BARIŞIN TOPLUMSALLAŞTIRILMASI İHTİYACI
Barış mücadelesinin sahiplenilmesinin ve toplumsallaştırılmasının mümkün olduğunu söyleyen Ayla Akat Ata, “Barışın emekçisi olmak ağır bir sorumluluktur. Her şeyden önce Sırrı Bey herhangi bir insan değil, İmralı Heyeti’nin üyesi. 2013 yılından beri bu heyetin üyesi olarak almış olduğu çok ağır bir sorumluluk var. Ve o yükü kaldırdığınızda doğal olarak o yükü nasıl taşıdığınız, nerede tökezlediğiniz, nerede yürüdüğünüz, koştuğunuz, emeklediğiniz her süreçte bir değerlendirme konusu olmuştur. Bugün Diyarbakır’dan Batman’a, Batman’dan Van’a, Van’dan Şırnak’a kadar kime mikrofon uzatırsanız Sırrı Bey hakkında söyleyeceği bir söz vardır; İnsanların, halkın, gençlerin yüreğine dokundu. Bizler yorumumuzla, iddiamızla, hatamızla, sevincimiz, üzüntümüzle var olan insanlarız. Her şeyden önce insanız, Sırrı Bey de bu kimlikle insanların yüreğine dokundu ve herkesin üzerine söz söyleyebildiği, yaşadığı kaybı anlamlandırabildiği ve bunu ortaya koyabildiği bir kimlik oldu. Onun geriye bırakmış olduğu bir miras var; Kürdistan toplumu açısından bu mirasın layıkıyla taşınacağını düşünüyorum.

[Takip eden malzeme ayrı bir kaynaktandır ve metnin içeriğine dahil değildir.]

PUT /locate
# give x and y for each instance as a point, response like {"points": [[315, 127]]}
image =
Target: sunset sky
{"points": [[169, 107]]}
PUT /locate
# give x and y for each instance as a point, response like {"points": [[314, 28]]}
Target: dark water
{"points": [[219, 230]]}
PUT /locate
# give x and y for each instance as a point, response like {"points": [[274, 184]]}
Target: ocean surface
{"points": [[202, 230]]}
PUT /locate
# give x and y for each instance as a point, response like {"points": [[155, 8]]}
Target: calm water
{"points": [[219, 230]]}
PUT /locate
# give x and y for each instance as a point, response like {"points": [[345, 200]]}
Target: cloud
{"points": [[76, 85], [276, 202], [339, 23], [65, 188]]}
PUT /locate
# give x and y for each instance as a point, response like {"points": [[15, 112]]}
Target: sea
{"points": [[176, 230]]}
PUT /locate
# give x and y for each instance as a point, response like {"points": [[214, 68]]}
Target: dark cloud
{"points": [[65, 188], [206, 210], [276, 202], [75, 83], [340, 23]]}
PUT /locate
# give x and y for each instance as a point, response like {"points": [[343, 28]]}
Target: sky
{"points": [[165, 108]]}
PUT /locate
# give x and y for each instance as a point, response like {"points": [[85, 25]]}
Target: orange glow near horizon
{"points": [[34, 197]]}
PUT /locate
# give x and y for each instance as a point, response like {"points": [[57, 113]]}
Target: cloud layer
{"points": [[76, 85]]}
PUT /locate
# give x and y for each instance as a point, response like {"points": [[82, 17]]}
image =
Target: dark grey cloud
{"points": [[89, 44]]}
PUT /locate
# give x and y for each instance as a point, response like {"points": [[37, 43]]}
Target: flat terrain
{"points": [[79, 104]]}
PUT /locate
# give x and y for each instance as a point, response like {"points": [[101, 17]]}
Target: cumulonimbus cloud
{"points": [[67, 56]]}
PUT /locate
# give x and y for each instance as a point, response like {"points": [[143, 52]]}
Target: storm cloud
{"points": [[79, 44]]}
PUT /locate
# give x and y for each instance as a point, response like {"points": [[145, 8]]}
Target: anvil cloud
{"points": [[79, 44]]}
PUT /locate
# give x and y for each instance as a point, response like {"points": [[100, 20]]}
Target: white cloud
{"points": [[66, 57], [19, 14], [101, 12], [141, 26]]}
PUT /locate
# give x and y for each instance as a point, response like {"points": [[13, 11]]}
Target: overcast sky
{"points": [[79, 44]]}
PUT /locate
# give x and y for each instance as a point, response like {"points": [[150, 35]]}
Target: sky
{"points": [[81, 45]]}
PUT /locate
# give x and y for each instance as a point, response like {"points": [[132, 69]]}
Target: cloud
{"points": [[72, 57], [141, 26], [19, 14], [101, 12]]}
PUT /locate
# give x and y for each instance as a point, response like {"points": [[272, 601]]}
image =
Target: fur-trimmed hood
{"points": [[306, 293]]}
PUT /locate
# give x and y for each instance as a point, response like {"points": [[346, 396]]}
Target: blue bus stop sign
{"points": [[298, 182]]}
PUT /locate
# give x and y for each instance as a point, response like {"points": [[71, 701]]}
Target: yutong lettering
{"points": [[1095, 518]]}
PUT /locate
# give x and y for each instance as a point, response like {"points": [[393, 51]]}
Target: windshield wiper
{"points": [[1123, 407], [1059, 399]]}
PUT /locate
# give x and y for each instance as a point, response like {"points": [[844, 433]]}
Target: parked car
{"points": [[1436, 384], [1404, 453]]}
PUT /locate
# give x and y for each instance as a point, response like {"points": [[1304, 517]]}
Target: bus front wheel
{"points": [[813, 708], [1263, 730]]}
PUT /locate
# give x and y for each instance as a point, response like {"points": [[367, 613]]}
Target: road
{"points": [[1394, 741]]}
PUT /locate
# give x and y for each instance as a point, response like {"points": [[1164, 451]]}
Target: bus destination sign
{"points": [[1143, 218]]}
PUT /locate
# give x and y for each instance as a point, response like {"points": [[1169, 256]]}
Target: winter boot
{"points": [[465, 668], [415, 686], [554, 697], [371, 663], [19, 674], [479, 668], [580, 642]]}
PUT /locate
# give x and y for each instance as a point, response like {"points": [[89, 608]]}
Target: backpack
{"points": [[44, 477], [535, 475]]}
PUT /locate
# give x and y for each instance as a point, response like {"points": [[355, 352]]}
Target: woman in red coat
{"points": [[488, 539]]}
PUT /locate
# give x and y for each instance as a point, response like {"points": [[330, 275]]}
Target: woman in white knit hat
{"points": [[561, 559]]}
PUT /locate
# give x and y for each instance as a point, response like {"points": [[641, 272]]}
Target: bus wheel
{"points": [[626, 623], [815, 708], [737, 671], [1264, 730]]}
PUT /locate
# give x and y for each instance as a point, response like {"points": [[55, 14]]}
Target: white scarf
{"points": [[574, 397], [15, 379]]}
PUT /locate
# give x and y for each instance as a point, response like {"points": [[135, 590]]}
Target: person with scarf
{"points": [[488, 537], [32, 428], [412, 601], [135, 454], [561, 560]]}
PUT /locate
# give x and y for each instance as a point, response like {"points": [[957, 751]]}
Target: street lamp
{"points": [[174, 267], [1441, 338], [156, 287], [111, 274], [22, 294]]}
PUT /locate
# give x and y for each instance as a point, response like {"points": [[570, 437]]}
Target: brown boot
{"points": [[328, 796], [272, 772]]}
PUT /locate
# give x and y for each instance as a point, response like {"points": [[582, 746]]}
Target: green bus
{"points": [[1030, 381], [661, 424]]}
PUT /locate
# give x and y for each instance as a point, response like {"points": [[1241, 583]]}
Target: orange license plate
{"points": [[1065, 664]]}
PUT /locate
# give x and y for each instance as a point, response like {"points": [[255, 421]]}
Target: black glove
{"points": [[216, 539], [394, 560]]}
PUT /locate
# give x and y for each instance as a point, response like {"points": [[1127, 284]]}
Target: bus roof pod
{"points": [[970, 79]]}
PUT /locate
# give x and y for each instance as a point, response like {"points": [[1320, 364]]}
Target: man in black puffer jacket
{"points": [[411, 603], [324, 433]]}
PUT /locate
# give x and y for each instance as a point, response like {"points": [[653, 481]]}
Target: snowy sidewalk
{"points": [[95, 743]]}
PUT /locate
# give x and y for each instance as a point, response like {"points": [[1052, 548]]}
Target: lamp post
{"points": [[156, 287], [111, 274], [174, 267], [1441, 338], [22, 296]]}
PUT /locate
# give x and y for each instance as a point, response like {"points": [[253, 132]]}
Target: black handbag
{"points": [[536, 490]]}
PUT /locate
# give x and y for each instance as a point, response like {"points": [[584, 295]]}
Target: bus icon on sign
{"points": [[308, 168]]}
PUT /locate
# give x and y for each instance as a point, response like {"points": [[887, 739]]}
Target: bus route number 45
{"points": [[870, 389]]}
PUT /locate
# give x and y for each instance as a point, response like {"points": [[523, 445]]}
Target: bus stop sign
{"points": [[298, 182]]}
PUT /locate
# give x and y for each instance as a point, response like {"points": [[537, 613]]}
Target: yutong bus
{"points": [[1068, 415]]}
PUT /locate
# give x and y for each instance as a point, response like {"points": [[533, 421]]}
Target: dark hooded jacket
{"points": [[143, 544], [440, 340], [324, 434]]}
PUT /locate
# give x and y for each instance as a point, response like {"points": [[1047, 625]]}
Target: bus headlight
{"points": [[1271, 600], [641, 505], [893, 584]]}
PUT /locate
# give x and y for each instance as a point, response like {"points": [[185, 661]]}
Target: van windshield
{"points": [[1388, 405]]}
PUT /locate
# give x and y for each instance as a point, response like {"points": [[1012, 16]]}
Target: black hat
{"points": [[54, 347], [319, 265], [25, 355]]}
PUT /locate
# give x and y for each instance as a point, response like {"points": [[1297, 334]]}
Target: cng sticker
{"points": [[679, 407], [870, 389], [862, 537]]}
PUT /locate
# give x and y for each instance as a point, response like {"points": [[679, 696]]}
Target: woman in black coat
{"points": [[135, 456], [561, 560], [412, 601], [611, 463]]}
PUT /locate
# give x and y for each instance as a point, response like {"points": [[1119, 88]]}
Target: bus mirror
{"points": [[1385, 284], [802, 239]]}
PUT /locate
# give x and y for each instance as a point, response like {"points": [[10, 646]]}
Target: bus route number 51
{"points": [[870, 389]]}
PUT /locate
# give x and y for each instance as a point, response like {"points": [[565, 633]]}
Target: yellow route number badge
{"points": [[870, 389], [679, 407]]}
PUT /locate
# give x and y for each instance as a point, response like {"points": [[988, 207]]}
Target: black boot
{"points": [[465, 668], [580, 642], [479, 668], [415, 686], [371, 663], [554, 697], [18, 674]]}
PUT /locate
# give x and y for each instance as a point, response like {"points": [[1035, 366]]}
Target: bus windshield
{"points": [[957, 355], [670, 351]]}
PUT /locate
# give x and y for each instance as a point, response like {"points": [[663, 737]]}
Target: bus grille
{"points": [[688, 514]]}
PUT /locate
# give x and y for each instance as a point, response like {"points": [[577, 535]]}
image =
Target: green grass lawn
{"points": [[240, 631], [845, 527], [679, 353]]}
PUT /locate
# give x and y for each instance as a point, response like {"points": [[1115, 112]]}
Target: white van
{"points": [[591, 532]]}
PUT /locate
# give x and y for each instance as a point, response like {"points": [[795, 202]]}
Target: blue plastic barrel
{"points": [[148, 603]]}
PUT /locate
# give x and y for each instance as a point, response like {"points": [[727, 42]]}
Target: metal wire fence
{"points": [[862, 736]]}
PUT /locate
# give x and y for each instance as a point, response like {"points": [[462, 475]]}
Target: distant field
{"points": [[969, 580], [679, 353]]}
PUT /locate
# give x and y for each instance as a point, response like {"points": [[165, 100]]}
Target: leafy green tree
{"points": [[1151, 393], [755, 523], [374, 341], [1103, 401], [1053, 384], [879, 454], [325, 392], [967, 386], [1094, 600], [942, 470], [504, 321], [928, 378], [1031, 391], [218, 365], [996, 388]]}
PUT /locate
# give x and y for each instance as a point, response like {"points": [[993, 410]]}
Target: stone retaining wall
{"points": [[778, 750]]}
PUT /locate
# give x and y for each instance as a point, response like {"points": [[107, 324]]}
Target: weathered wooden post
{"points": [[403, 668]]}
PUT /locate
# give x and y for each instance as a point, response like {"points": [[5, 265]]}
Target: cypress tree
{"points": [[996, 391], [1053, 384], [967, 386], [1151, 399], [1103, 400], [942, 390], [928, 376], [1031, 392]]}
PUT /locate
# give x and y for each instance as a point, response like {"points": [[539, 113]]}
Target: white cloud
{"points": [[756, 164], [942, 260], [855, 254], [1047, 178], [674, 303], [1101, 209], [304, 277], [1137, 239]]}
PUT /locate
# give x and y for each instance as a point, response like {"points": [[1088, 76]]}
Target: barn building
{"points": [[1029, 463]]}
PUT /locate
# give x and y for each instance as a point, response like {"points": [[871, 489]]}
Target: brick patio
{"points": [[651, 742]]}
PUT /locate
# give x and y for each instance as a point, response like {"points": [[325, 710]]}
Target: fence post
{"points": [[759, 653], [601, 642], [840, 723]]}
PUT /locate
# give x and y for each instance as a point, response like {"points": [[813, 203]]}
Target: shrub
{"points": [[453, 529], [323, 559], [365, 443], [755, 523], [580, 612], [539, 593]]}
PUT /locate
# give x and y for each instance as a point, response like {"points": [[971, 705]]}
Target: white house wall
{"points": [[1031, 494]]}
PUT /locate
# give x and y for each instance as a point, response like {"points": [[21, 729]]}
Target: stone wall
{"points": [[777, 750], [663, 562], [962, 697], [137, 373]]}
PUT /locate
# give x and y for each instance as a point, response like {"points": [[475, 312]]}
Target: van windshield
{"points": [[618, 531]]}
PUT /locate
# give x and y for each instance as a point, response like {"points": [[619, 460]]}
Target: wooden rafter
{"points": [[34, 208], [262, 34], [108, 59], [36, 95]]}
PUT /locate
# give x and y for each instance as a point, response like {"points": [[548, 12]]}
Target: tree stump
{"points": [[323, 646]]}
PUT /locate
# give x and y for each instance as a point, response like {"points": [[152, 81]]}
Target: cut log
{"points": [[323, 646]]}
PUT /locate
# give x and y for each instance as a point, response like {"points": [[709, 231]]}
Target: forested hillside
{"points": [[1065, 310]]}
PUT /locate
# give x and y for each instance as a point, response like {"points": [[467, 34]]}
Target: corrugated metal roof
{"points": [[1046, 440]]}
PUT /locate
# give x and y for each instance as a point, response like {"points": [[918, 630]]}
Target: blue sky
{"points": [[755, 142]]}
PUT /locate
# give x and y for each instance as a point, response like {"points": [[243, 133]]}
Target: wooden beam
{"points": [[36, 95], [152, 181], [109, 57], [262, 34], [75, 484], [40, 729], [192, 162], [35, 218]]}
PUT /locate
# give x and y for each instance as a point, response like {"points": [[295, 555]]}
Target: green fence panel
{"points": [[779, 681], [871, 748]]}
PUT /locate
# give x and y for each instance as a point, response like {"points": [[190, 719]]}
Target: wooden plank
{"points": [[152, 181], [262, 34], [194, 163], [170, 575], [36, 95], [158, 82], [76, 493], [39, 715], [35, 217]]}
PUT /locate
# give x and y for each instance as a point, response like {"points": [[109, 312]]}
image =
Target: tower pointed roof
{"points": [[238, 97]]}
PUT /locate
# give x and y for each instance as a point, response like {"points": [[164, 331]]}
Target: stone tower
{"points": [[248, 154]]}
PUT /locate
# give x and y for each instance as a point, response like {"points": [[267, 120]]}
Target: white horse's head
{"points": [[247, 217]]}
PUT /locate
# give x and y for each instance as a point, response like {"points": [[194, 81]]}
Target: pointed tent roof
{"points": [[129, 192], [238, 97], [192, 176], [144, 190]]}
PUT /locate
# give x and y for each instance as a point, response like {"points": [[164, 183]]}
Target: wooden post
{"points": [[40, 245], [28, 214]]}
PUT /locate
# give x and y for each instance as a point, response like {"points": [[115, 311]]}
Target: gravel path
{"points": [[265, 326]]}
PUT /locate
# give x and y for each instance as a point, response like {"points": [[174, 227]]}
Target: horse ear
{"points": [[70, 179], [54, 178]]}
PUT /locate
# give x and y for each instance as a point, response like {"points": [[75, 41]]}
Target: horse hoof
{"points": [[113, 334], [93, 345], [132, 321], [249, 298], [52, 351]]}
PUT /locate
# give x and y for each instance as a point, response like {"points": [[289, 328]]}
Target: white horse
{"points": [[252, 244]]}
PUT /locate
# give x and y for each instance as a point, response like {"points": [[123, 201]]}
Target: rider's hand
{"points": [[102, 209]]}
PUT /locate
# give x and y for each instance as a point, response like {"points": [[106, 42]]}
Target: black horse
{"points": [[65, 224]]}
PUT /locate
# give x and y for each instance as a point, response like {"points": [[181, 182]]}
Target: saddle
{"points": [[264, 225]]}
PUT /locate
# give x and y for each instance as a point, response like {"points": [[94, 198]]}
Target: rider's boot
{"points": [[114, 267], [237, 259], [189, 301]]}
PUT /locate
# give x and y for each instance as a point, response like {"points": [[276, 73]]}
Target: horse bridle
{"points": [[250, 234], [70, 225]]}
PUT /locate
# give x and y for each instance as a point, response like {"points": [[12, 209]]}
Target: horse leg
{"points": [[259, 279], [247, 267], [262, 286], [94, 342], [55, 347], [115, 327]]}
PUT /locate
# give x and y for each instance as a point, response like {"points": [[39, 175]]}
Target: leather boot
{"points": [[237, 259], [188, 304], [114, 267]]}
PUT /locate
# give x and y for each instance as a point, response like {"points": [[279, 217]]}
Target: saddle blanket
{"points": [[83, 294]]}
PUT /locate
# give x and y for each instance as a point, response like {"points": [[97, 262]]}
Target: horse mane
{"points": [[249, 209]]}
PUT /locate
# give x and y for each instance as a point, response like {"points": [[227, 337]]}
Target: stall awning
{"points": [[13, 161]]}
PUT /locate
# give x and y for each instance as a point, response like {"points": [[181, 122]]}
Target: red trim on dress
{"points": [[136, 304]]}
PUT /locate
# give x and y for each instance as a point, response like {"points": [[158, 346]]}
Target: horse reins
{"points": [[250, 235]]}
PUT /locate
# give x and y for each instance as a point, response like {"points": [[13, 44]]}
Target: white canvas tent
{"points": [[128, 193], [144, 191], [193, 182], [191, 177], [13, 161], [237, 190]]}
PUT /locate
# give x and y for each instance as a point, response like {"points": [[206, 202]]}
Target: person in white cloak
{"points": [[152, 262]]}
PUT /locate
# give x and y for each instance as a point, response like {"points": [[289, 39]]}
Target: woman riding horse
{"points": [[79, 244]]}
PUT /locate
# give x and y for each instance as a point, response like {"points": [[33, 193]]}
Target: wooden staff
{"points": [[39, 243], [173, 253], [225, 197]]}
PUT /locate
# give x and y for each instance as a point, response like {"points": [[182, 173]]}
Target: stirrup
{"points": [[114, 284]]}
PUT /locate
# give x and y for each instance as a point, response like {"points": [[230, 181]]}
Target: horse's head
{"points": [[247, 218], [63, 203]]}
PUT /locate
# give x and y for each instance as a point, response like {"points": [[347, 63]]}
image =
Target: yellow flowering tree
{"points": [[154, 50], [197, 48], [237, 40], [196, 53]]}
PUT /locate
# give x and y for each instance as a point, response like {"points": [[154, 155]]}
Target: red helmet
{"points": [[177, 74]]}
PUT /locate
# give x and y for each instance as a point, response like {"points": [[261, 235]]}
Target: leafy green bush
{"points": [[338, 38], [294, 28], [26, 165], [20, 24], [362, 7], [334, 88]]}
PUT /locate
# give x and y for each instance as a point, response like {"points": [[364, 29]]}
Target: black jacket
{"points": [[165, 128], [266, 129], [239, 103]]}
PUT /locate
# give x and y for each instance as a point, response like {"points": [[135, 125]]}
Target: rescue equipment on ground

Türkiye toplumu açısından bir bütün değerlendirdiğimizde bu 18 günlük hastane süreci gösterdi, istenirse bu miras Türkiye toplumu tarafından da layıkıyla karşılanabilir, kaldırılabilir sahiplenilebilir, toplumsallaştırılabilir” diye konuştu.
‘BARIŞ İÇİN RİSK ALACAĞIZ’
Barış mücadelesini her koşulda devam ettireceklerini söyleyen Ayla Akat Ata, Türkiye toplumunun barış için sorumluluk alması gerektiğine işaret etti. Ayla Akat Ata, “Dünyanın birçok coğrafyasında yaşamsallaşmış, Sırrı Bey buna inandığı için emek harcadı. Çağrım, Türkiye toplumunun tüm bileşenlerinedir; bu bir miras aynı zamanda bir vasiyet. Bunu gerçekleştirmek için risk alacağız, bedel ödemeye hazır olacağız, duyguda ortaklaşacağız ve başaracağız hep beraber” ifadelerini kullandı.